[TowerTalk] Re: Importance of Amateur Radio Emergency Comms
Jim Lux
jimlux at earthlink.net
Fri Sep 24 18:44:59 EDT 2004
At 02:49 PM 9/24/2004 -0400, Tower (K8RI) wrote:
>Michael Tope wrote:
>
>>Good points, Rick. That is probably why the ARRL
>>came up with contests and the DXCC program. Both
>>programs motivate vast numbers of hams to maintain
>>
>Here in Midland County, the EOC has a multi-band ham station right in with
>the 911 operations. We also have rigs in the mobile EOC and all were paid
>for by the EOC. We also have packet in each installation and are working
>with portable repeaters along with ATV. We depend on tall outlying towers
>for the digipeaters as well as long haul HF.
>
>They take the back up as well as health and welfare communications seriously.
>In an emergency they don't want the phone lines tied up with "are you OK"
>calls. That is one of the things that ham radio can take care of
>without putting a load on local communications.
>We have "shadows" with important personel allowing them to contact people
>and agencies without having to tie up local lines which may not be available.
>
>Yes, emergency repeaters do have back up, but some one still has to go out
>and make sure the generators are fueled and running. Batteries do not
>last forever.
>In the case of natural disasters, power to the cell towers is quite likely
>to go and again their batteries won't last forever.
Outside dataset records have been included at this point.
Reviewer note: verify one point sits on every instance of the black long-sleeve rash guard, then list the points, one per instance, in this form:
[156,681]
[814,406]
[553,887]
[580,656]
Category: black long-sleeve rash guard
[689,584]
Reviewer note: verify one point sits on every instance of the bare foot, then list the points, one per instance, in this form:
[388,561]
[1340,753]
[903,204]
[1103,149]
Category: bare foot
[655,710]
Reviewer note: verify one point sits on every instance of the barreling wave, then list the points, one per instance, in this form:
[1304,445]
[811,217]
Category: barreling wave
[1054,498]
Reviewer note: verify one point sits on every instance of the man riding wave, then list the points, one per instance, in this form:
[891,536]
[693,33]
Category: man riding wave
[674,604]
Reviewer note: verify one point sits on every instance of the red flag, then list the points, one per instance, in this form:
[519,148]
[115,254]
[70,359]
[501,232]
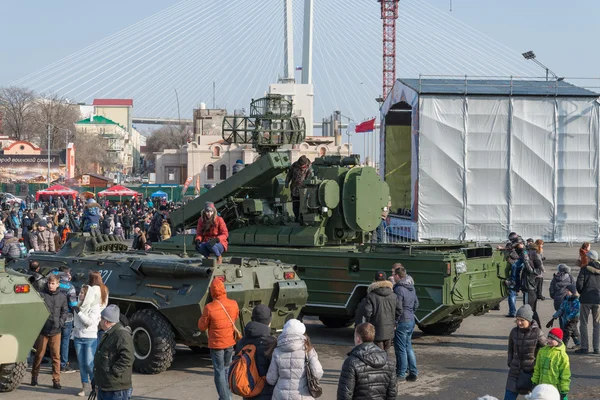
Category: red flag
[367,126]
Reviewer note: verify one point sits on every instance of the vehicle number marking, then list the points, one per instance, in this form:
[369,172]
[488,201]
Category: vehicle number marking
[105,274]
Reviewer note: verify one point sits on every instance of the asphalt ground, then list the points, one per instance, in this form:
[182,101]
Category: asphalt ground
[468,364]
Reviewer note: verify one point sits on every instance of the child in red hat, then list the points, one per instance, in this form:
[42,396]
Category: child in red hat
[552,364]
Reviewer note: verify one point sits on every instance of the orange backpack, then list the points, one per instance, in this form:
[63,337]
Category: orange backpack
[243,374]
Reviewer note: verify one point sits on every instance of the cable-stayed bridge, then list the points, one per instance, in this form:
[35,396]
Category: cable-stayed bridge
[226,53]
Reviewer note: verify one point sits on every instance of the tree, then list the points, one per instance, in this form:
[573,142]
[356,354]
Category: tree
[18,108]
[166,137]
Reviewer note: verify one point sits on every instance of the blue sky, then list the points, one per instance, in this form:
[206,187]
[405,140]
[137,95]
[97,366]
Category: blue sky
[563,34]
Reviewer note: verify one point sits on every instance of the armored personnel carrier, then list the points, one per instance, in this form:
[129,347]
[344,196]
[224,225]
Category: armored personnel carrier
[340,206]
[17,334]
[162,296]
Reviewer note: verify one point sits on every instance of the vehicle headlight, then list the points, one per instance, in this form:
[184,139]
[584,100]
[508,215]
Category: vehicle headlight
[461,267]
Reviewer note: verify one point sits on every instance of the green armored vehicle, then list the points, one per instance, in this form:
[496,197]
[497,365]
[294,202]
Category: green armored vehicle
[340,206]
[17,334]
[163,296]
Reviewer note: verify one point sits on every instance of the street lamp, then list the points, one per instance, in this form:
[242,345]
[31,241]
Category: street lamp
[530,55]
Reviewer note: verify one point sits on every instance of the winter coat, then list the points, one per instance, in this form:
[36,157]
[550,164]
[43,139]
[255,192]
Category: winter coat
[45,241]
[297,175]
[588,283]
[569,310]
[156,223]
[215,319]
[91,217]
[218,230]
[12,248]
[114,358]
[56,302]
[87,319]
[367,373]
[260,336]
[382,309]
[558,285]
[287,370]
[523,345]
[552,367]
[407,300]
[165,231]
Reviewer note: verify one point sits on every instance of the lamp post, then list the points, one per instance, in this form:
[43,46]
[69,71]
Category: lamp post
[530,55]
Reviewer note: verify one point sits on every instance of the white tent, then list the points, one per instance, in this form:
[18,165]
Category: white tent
[486,157]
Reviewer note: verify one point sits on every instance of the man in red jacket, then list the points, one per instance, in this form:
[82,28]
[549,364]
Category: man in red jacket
[219,318]
[211,233]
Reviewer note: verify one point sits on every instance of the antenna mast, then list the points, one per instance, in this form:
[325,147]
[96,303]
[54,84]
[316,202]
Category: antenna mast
[389,14]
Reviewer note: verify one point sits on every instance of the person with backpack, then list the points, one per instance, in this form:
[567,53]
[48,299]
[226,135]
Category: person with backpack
[248,370]
[218,317]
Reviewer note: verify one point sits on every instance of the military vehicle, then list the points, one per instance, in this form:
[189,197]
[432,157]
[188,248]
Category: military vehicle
[340,206]
[17,334]
[162,296]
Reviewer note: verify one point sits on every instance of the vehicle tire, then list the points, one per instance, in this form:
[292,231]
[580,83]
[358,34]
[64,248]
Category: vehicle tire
[336,322]
[153,342]
[11,375]
[441,328]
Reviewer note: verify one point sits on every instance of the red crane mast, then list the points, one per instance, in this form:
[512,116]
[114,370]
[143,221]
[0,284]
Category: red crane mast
[389,14]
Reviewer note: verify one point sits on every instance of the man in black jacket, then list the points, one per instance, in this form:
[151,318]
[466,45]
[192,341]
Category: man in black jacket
[588,286]
[50,335]
[113,362]
[258,333]
[367,373]
[382,310]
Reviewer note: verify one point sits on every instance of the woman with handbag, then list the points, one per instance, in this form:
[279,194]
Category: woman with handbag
[524,342]
[295,368]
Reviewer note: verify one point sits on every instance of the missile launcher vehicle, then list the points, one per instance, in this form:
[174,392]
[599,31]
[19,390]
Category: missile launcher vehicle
[17,334]
[340,206]
[162,296]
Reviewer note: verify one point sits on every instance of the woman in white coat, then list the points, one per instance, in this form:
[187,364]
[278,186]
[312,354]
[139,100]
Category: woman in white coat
[85,332]
[287,371]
Sure.. towers for repeaters, etc., but I still think that emergency
communications is a poor political justification for a tower and HF beam in
a given ham's backyard. It's too easy, politically, to come up with a
scheme that appears to provide an equivalent capability without requiring
the city to allow me to put a tower in the backyard.
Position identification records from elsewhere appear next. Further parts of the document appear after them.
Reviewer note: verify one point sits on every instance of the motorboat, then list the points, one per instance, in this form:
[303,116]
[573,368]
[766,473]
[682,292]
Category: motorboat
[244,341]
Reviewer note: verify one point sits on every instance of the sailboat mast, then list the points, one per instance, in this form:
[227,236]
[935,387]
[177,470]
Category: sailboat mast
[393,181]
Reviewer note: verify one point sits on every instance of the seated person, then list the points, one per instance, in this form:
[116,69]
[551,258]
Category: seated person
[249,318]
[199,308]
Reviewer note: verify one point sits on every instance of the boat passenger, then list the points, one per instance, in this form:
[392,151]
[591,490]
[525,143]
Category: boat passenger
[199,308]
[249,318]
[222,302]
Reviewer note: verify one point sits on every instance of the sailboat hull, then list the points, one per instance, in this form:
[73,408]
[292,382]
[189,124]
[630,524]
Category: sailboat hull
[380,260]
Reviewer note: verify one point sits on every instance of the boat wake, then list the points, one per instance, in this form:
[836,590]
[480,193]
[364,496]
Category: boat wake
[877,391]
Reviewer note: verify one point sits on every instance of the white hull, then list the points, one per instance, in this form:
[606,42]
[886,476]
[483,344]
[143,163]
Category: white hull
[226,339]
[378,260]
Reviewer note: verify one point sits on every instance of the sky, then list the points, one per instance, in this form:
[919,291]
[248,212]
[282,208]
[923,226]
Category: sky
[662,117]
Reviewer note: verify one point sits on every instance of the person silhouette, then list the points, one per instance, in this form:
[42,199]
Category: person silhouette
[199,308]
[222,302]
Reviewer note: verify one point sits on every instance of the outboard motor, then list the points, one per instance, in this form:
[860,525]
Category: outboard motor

It's not that hams don't provide a useful service (they do), it's that the
potential for providing emergency communications is a pretty sketchy
justification for an aesthetically undesirable tower and antenna.
Far better to generalize a bit.. the quid pro quo argument, for one. Or,
the fact that Congress and the FCC explicitly (in the 47 CFR rules)
acknowledge that there are other "valuable to society" functions that hams
provide (oddly, free comm services to charitable organizations is not among
them, even though that's where a lot of hams provide a public service).
The odds of getting a law passed to apply PRB-1 type rules to HOAs and
CC&Rs are, in my opinion, fairly low. It's that treading on "private
contractual rights" thing, and without a real showing of public value, or
serious cash (i.e. satellite TV providers and TV broadcasters and the OTARD
rules), I don't see it happening any time soon.
But, what about working to get laws that prohibit CC&Rs from including
rules forbidding transmitters (not towers, but transmitters)? My HOA
used to have such a rule and with a bit of skillfull maneuvering, based on
it being a blanket prohibition of all transmitters (including cellphones,
garage door openers), I managed to get it removed, with no replacement
rule. However, it's not unheard of for an HOA to have a No amateur or CB
transmitters rule, and that would be a lot tougher to get the HOA to
change, since very few resident's ox is being gored.